Closed alexlovelltroy closed 8 months ago
While experimenting with Krakend-CE, I discovered the yawning chasm of a limitation in the CE version, which is that Krakend cannot route arbitrary nesting levels to a backend (see https://www.krakend.io/docs/endpoints/#endpoints-with-multiple-nesting-levels). You have to upgrade to the Enterprise version, which allows wildcard expansion of nesting levels, or if you want to stick with CE, you must manually write out every single endpoint at every level of nesting in the Krakend config file.
Given that we want to keep the API surface area small for SI, I don't see this as a problem, but one of many things that may push us to alternatives in the future and/or to obtain a license for this software if we want to use it that way.
Closing this issue based on the addition of Krakend-CE in https://github.com/OpenCHAMI/deployment-recipes/commit/7f1455d323f7c45a09bd53114a65e900af4d11a3
In CSM, microservices operate within a mesh that can route and mangle HTTP Requests. Ochami doesn't have a unifying API Gateway when deployed outside of Kubernetes.

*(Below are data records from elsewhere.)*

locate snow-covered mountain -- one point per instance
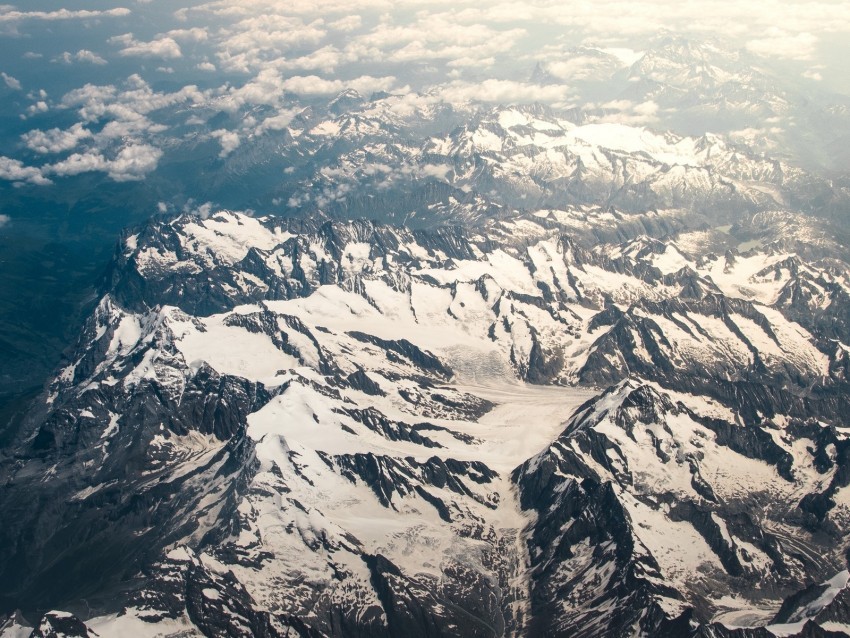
(277, 427)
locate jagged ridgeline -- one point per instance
(272, 427)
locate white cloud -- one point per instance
(132, 163)
(56, 140)
(314, 85)
(348, 23)
(83, 55)
(276, 122)
(505, 92)
(779, 43)
(229, 141)
(39, 107)
(14, 170)
(195, 34)
(9, 14)
(163, 47)
(12, 83)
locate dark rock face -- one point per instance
(246, 443)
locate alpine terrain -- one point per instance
(487, 371)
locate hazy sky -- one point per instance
(82, 81)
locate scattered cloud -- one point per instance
(83, 55)
(164, 47)
(229, 141)
(132, 163)
(12, 83)
(9, 14)
(504, 92)
(314, 85)
(56, 140)
(14, 171)
(779, 43)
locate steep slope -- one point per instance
(272, 427)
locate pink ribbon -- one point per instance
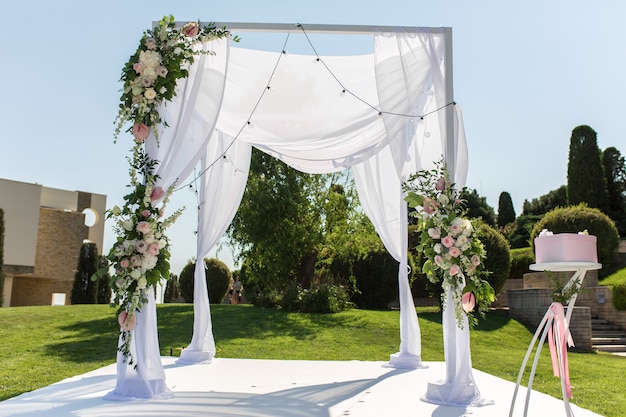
(559, 338)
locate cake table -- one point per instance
(580, 269)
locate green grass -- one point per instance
(42, 345)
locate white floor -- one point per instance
(274, 388)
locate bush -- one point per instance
(376, 278)
(217, 275)
(498, 261)
(619, 296)
(575, 219)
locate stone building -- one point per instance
(44, 230)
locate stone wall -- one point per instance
(59, 239)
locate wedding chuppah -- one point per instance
(193, 98)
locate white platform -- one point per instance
(277, 388)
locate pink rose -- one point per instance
(191, 29)
(127, 323)
(430, 205)
(138, 67)
(153, 249)
(447, 241)
(156, 194)
(469, 301)
(143, 227)
(455, 270)
(140, 132)
(135, 260)
(141, 246)
(151, 44)
(440, 184)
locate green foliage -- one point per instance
(521, 259)
(579, 218)
(376, 280)
(172, 289)
(498, 260)
(615, 173)
(84, 289)
(1, 257)
(506, 211)
(104, 282)
(477, 207)
(520, 237)
(586, 182)
(217, 276)
(545, 203)
(278, 227)
(619, 296)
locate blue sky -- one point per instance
(525, 73)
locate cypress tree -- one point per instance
(506, 212)
(586, 182)
(84, 290)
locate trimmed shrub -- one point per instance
(376, 280)
(578, 218)
(521, 259)
(217, 275)
(619, 296)
(498, 261)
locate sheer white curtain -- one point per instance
(225, 171)
(191, 117)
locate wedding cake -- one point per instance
(565, 247)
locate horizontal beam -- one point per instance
(317, 28)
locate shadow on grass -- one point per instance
(87, 341)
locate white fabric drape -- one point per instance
(319, 116)
(147, 378)
(225, 171)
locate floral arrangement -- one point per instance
(449, 241)
(151, 73)
(140, 256)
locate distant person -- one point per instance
(235, 296)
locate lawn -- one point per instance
(43, 345)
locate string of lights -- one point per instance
(344, 90)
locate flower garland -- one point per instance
(140, 256)
(151, 73)
(449, 242)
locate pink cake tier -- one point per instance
(566, 247)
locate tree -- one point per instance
(586, 182)
(277, 229)
(506, 212)
(104, 282)
(615, 173)
(545, 203)
(84, 290)
(1, 257)
(477, 207)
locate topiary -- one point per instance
(578, 218)
(498, 260)
(217, 277)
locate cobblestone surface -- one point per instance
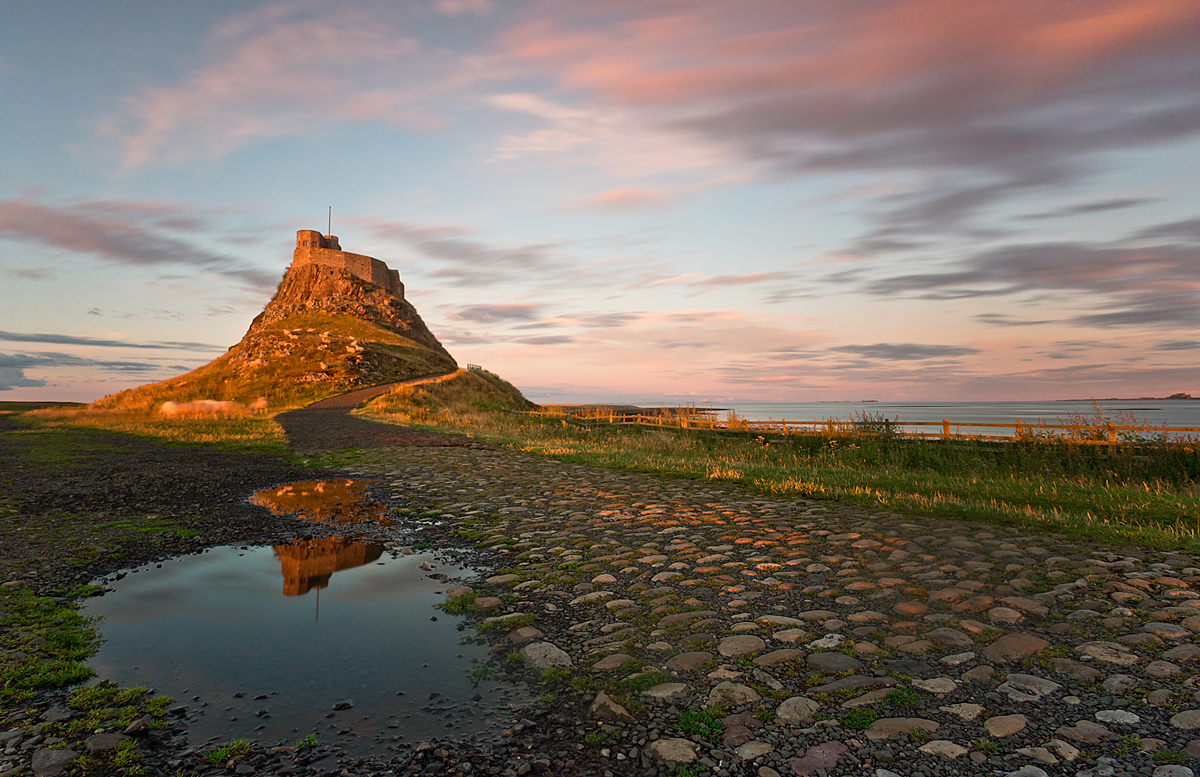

The set of APIs that the Supercomputer Institute students will need to understand across the microservices aren't particularly user friendly. We have an opportunity to use an API Gateway like Krakend-CE to improve the user experience without changing the underlying microservices. It also gives us a convenient choke point at which to apply security policies and protect the individual microservices from malformed and unsuitable requests.